AWS's Route 53 domain name service uses the same principle on its health checker: polling instead of queuing.
6. Automate everything
To manage complexity, automate it.
AWS uses automation to accomplish many tasks, even including building new regions, which is fully automated.
It's not a question of what to automate, but what not to automate. Only those decisions that really require human involvement should have human intervention. Everything else should be automated.
"Automation should be the standard, with the exception being that we need human involvement," says Vogels. "Manual entry should only be needed in areas where human judgment is really needed."
Security is a highly automated process at AWS that includes processes such as automated threat intelligence. AWS receives "trillions" of DNS change requests every day, identifying at least 100,000 malicious domain names every day, through an automated process that can't be done manually.

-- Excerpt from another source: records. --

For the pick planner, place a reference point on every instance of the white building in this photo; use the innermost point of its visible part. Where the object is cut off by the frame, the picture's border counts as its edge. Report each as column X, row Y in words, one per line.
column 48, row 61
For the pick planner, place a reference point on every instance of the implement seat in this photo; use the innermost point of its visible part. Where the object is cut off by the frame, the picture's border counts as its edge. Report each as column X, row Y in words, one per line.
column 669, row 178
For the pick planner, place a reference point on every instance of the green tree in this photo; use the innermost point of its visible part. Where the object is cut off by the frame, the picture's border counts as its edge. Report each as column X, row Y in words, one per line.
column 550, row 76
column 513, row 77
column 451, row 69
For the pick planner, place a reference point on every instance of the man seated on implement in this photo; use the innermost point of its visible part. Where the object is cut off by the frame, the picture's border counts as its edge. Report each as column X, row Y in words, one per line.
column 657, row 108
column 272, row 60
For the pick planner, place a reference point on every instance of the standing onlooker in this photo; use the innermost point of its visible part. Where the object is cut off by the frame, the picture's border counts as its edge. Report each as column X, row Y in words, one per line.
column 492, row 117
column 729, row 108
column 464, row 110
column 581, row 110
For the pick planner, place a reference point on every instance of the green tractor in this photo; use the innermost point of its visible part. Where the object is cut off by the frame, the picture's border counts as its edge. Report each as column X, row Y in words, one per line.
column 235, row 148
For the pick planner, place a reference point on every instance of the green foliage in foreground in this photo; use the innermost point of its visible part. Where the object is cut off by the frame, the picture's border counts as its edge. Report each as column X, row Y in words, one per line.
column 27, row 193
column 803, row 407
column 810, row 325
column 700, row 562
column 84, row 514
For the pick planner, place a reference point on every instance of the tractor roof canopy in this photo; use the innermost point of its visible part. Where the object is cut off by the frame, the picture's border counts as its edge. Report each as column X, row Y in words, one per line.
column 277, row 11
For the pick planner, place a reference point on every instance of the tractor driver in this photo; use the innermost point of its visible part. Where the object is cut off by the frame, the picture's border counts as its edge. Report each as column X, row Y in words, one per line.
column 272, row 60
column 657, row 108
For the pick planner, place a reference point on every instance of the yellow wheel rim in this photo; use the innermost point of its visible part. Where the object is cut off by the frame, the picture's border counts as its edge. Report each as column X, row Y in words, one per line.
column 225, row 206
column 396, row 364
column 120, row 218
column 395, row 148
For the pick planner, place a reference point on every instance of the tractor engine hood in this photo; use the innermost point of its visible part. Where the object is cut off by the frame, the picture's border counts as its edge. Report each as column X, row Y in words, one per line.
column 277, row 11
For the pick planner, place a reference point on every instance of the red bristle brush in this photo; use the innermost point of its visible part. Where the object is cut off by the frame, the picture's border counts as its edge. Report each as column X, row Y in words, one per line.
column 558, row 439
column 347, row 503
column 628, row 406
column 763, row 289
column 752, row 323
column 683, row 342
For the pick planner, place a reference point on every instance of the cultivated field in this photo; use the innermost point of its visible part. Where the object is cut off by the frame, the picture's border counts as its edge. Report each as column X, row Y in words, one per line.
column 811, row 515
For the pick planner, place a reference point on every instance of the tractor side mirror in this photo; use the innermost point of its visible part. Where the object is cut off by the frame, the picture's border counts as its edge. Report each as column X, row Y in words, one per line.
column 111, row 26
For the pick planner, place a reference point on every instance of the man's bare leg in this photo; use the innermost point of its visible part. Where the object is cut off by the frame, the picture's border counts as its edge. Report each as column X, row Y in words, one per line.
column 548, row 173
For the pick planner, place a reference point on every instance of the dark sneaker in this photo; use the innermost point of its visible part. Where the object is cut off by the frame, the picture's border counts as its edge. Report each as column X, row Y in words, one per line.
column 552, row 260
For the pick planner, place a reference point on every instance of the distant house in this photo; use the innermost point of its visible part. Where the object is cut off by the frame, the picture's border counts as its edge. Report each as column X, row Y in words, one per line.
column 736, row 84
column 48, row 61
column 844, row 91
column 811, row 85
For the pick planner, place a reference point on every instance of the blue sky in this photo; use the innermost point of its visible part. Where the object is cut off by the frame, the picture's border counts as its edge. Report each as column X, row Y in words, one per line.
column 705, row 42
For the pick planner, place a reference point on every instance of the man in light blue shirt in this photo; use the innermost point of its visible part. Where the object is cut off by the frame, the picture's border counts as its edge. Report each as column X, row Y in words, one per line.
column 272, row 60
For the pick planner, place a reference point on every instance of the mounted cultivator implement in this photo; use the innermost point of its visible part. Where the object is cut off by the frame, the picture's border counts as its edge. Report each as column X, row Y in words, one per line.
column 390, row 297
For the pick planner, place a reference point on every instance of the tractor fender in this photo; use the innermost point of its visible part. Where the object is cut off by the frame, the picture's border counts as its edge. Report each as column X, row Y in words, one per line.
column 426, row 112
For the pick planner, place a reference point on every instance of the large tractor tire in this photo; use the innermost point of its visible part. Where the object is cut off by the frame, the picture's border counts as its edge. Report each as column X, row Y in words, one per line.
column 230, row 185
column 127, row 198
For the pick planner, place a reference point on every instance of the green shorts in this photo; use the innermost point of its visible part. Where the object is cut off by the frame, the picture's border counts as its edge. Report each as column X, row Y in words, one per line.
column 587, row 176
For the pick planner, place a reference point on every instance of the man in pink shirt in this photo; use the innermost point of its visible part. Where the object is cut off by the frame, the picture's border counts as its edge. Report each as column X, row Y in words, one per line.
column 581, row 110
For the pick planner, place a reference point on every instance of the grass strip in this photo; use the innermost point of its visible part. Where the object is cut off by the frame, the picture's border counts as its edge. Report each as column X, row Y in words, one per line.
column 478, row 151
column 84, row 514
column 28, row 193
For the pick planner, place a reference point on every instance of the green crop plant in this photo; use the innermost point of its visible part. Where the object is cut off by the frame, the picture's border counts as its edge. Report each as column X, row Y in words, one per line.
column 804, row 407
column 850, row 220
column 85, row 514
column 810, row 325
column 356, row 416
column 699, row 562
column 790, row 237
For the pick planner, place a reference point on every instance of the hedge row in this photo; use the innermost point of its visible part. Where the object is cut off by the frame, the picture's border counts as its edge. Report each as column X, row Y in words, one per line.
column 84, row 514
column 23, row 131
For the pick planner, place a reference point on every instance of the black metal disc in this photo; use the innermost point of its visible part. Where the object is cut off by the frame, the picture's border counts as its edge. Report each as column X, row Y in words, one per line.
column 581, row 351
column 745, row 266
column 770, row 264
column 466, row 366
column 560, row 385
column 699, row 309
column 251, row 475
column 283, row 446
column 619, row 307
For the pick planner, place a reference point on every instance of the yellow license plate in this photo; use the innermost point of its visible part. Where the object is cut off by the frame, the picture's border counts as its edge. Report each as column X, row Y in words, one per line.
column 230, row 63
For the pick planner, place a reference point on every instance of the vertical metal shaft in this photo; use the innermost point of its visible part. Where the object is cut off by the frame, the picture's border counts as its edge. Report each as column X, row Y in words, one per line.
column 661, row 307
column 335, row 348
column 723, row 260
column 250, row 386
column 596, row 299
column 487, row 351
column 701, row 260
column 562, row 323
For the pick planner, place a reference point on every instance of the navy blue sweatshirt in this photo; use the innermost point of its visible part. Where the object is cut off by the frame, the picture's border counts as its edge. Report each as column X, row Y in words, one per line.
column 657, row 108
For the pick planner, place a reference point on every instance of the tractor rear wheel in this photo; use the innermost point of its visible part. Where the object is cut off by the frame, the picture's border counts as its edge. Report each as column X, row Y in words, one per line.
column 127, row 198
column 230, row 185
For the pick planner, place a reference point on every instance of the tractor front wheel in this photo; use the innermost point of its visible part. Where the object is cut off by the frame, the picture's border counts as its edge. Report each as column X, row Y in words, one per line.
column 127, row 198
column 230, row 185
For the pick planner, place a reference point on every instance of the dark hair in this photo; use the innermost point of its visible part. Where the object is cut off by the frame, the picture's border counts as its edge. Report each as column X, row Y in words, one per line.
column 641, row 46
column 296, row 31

Support tickets are another area that lends itself to automation through proxies. Proxies are best suited for very narrow use cases where they are given a set of tools that can solve problems through a process called "serverless prompt chaining".
If the agent is unable to resolve the issue, simply bring it to the attention of a human.
"Automating everything that doesn't require a high degree of judgment," Vogels says.